At the moment our plot looks like this:

The solution you reported gives a perfect fit (stress nearly 0), and also gives a warning because of this dubious stress. The solution effectively puts your sampling units into two points so that you have absolutely dichotomous data. As Ben Bolker demonstrated, Principal Coordinates Analysis, PCoA (which you also can perform with stats::cmdscale, vegan::wcmdscale or vegan::dbrda) still has points in two major cluster, but spreads points within these clusters. PCoA is a linear method, but NMDS is non-linear and therefore often needs more data. It seems that in this case the weak ties (read the documentation ?monoMDS or Kruskal's papers cited in that documentation) is the stage that puts most demand on the data, and setting weakties = FALSE will prevent collapsing non-identical observations into two points:
m3 <- metaMDS(myfungi, weakties = FALSE)
m3 # stress 0.04124
stressplot(m3) # compare this to your result stressplot(myfungi.nmds.bc)
plot(m3)
The default monoMDS with weakties = TRUE (like Kruskal recommended) will consider the dichotomy of two groups as the only important non-linear difference, but with weakties = FALSE the solutions cannot proceed to zero stress. You still have a dichotomy, but with scatter.

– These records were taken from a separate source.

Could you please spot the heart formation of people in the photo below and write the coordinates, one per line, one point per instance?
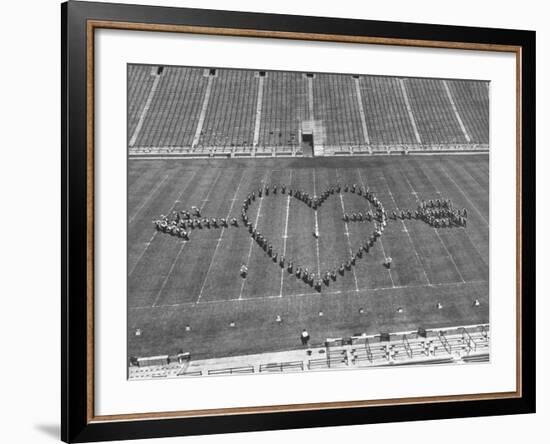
(439, 213)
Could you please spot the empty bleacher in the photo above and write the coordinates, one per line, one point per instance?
(230, 115)
(284, 107)
(433, 113)
(336, 105)
(140, 82)
(199, 112)
(472, 101)
(386, 113)
(173, 115)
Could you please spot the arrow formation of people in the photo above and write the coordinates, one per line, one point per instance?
(438, 213)
(179, 223)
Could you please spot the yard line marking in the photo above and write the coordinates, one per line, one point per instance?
(336, 292)
(219, 239)
(285, 234)
(361, 111)
(183, 245)
(156, 187)
(202, 115)
(381, 242)
(316, 227)
(464, 194)
(407, 231)
(347, 235)
(144, 111)
(258, 111)
(435, 229)
(409, 110)
(251, 239)
(457, 115)
(156, 232)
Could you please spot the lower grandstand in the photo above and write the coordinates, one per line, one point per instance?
(265, 205)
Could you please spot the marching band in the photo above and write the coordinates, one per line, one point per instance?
(439, 213)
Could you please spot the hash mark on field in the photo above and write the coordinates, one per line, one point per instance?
(183, 246)
(435, 229)
(381, 242)
(347, 237)
(336, 292)
(147, 244)
(285, 234)
(219, 239)
(317, 229)
(252, 239)
(156, 187)
(407, 231)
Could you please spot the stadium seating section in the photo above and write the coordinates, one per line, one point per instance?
(227, 112)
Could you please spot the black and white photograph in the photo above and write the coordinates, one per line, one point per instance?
(287, 221)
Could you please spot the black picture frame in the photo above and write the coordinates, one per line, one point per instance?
(77, 421)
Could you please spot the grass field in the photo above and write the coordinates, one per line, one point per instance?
(172, 283)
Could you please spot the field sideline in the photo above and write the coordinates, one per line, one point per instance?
(172, 283)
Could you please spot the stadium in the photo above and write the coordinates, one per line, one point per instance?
(337, 172)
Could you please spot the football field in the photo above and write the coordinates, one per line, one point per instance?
(174, 283)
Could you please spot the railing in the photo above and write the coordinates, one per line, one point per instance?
(281, 366)
(232, 370)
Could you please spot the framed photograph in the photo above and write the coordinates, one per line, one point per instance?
(276, 221)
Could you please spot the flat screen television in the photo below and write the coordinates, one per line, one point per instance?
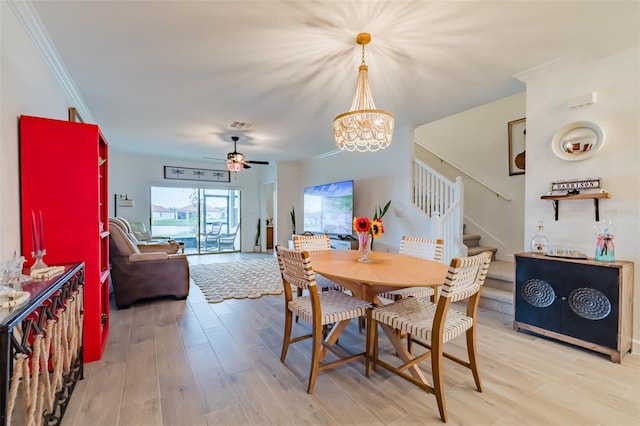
(328, 209)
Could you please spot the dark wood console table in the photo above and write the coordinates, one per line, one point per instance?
(44, 334)
(578, 301)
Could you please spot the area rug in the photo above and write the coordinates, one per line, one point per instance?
(238, 280)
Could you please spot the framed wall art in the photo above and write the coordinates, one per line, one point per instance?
(203, 175)
(517, 139)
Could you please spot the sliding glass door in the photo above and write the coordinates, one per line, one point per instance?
(206, 220)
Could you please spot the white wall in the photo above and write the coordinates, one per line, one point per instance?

Best guess is that you simply don't have enough data to distinguish two separate environmental axes: when I run your code I get
Warning message: In metaMDS(myfungi[, -(1:2)], distance = "bray", k = 2, binary = TRUE) : stress is (nearly) zero: you may have insufficient data
Out of your 53 species, only 35 are informative (the others appear either at none or at all of the sites):
m2 <- myfungi[,apply(myfungi,2,var)>0]
ncol(m2) ## 35
vv <- function(x) (image(Matrix(as.matrix(x))))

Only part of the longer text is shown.